Sandy: It was going again into the grooves, the hip-hop social grooves, then flipping it and all of the completely different choreographic frameworks. It was in regards to the unending course of.
Asante: Making a present that by no means seemed the identical means every time you watched it. The notion of freestyle was an enormous a part of deciding on the dancers. It’s perpetually rising and altering.
What has modified within the hip-hop dance scene because you began?

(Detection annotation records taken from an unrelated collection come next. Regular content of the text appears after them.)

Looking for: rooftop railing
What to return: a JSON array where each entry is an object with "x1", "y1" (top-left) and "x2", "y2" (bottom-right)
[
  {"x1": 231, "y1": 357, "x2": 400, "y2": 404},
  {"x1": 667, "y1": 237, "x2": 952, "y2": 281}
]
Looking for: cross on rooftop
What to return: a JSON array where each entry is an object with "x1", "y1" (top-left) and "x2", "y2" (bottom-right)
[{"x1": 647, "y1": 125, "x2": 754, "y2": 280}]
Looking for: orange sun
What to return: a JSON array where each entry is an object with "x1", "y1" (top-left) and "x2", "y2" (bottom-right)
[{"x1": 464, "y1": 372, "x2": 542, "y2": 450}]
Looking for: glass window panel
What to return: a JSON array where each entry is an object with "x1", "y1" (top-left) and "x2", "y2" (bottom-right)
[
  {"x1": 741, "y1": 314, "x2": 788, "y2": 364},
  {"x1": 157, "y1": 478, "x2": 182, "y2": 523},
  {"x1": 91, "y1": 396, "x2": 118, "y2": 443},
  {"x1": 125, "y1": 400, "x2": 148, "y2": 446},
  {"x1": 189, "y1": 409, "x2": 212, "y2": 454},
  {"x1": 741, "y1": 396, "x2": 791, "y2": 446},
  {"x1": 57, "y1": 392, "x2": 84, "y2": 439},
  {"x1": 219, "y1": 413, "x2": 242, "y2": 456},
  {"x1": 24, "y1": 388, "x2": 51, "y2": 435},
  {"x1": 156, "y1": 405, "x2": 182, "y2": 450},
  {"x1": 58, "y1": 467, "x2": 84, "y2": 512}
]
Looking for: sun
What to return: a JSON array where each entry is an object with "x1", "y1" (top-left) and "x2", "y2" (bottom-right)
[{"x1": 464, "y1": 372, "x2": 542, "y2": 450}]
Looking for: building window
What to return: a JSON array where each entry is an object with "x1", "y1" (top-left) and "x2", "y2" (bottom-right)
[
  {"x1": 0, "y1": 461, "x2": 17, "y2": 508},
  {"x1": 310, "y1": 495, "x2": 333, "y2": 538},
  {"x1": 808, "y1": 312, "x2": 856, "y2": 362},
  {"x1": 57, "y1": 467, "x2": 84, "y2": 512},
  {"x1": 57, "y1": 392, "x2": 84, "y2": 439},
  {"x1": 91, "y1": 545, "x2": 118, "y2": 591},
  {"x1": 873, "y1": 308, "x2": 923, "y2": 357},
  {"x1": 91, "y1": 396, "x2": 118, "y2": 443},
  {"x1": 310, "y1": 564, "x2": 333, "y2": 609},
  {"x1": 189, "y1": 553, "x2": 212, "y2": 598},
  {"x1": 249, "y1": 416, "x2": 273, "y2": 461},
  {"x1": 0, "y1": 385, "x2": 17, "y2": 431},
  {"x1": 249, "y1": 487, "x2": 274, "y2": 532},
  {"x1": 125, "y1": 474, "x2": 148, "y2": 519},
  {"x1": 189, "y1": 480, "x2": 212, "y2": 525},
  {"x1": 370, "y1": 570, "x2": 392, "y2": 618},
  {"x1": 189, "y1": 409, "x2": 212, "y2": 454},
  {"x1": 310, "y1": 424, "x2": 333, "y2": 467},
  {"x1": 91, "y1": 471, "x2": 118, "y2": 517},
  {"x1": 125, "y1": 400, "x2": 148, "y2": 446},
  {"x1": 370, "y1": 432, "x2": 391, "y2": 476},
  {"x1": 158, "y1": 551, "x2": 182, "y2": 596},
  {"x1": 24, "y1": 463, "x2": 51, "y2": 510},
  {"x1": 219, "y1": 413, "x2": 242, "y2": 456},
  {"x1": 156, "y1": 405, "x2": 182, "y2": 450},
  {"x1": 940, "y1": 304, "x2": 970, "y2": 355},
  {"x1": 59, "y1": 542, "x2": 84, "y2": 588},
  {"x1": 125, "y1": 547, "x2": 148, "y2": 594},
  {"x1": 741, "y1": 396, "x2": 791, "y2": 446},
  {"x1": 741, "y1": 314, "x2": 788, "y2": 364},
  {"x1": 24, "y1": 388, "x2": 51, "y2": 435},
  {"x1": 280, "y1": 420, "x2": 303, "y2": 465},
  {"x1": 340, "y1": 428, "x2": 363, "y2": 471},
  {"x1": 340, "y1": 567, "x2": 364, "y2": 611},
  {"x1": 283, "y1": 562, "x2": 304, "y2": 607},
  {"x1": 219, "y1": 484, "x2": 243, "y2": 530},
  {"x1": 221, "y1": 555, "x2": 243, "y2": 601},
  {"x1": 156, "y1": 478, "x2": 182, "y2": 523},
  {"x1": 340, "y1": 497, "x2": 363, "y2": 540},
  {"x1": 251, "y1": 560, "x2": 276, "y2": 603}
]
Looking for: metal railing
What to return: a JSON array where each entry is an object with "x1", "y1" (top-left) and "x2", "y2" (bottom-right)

Sandy: My beard is grey now!
Asante: It was a method that nobody thought-about to be of worth after we began. We had been simply noisy, rambunctious youngsters who folks wished out of their area. Now I take a look at different dance types and I can see the affect of hip hop on all of them. After we began, simply seeing boys dancing, not to mention Black boys the place we’re from, they known as us “humorous.” And now each baby I do know is dancing.
Sandy: There are college students we used to show after we had been in our early 20s, they’re now sending their youngsters to our courses.
What’s it like performing in New York, the house of hip hop?
Sandy: It’s very nice simply to point out what we’re about. We respect hip hop a lot, however our hip hop positively has a UK slang to it. There’s an affect from UK grime, UK storage, and in addition simply the vitality may be very London.
What’s London vitality like?
Sandy It’s fearless, it’s unrestricted.
Asante: There’s a bop, there’s a bounce, y’know? It’s assured about itself. However we’re perpetually desirous to commune and join. We journey. There’s all the time going to be folks in one other land that share a part of your language. Possibly they’ve obtained a unique accent, however to us the reward that hip hop has given us is that it’s made us so many various buddies all throughout the planet which can be all linked via the groove.